In 1997 he formally retired but continued to teach at Bath University. He also wrote two books entitled “The Monetary Regimes of the 20th Century” and “Economic Theory and Christian Belief”. After this, his life was occupied by diocesan duties and he and Pamela had time to look for a more countrified place to live in; they decided on Chipstead, where they had spent many happy days walking the footpaths, and still do.
It seems that there were not many properties available at that time, until they found their current home in part of the historic Shabden Park house. This is a lovely place with large rooms and elegant Victorian wood panelling everywhere and amazing double aspect views over the rolling Downs to the west and south of the Shabden Valley, where Andrew still jogs to keep fit.
Apart from his ecclesiastical duties, which also involve coordinating the yearly Christian Aid Appeal here, he and Pamela have three daughters and nine grand children who all live in near-by Sevenoaks and whom they see frequently. (They have a full size table tennis table in a part of their drawing room!). They are also both members of Nadfas and supporters of the Chipstead Players and Pamela is in the evening WI.
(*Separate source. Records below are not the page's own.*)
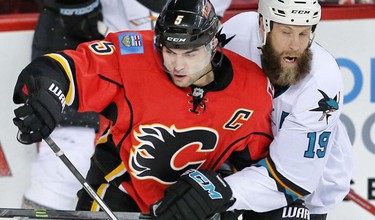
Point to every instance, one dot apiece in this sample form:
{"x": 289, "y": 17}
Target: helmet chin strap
{"x": 312, "y": 36}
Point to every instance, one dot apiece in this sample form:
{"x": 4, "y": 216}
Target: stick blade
{"x": 67, "y": 214}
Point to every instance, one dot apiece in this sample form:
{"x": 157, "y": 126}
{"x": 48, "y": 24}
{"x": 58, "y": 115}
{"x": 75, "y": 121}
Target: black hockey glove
{"x": 81, "y": 20}
{"x": 295, "y": 211}
{"x": 196, "y": 195}
{"x": 43, "y": 103}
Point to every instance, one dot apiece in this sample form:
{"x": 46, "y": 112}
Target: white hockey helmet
{"x": 290, "y": 12}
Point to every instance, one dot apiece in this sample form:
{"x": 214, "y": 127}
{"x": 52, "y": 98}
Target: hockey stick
{"x": 353, "y": 196}
{"x": 67, "y": 214}
{"x": 79, "y": 176}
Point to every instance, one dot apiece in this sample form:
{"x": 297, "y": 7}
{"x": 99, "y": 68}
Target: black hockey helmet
{"x": 186, "y": 24}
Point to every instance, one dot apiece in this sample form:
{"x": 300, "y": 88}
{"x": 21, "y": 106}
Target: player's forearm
{"x": 255, "y": 190}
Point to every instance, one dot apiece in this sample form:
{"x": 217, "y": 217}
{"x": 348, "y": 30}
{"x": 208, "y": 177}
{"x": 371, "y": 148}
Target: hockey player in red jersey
{"x": 180, "y": 106}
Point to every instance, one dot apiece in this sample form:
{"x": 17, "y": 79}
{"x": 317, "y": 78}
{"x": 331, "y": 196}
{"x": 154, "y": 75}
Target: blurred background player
{"x": 61, "y": 25}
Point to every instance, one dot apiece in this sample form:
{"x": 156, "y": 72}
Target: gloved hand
{"x": 196, "y": 195}
{"x": 43, "y": 103}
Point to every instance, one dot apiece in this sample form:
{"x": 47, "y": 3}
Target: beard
{"x": 279, "y": 75}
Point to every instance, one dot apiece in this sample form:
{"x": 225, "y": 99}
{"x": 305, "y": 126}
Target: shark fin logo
{"x": 327, "y": 105}
{"x": 4, "y": 168}
{"x": 165, "y": 153}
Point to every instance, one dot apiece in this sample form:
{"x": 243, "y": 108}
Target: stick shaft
{"x": 66, "y": 214}
{"x": 59, "y": 153}
{"x": 361, "y": 201}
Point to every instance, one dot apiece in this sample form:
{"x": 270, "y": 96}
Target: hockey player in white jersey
{"x": 310, "y": 157}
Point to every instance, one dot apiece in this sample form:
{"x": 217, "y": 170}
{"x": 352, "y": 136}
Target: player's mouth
{"x": 290, "y": 60}
{"x": 179, "y": 77}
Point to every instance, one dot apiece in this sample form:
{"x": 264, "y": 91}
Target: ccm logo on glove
{"x": 205, "y": 183}
{"x": 57, "y": 92}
Andrew strongly believes in the provision of facilities for children to come to church with their parents and independently learn about Christianity, particularly as so little is taught at school nowadays, hence his support for the new Junior Church, which is now nearing completion. I asked him if efforts like these were being reflected by increasing church attendances generally and he felt that they were, especially in the London area, but less so elsewhere and congregations still tended to be mainly of the older age groups.
We agreed that Chipstead is remarkable for the various activities that it provides for children particularly at weekends, not only in the church, but also at the rugby, cricket, soccer and tennis clubs, as well as at the Courtyard Theatre, even though many of them don’t actually live in the village.
Andrew and his wife Pamela at home
Finally I would like to thank Andrew for his help with writing this article and also to thank Andrew and Pamela for inviting me to see their home and parts of Shabden Park I had not seen before.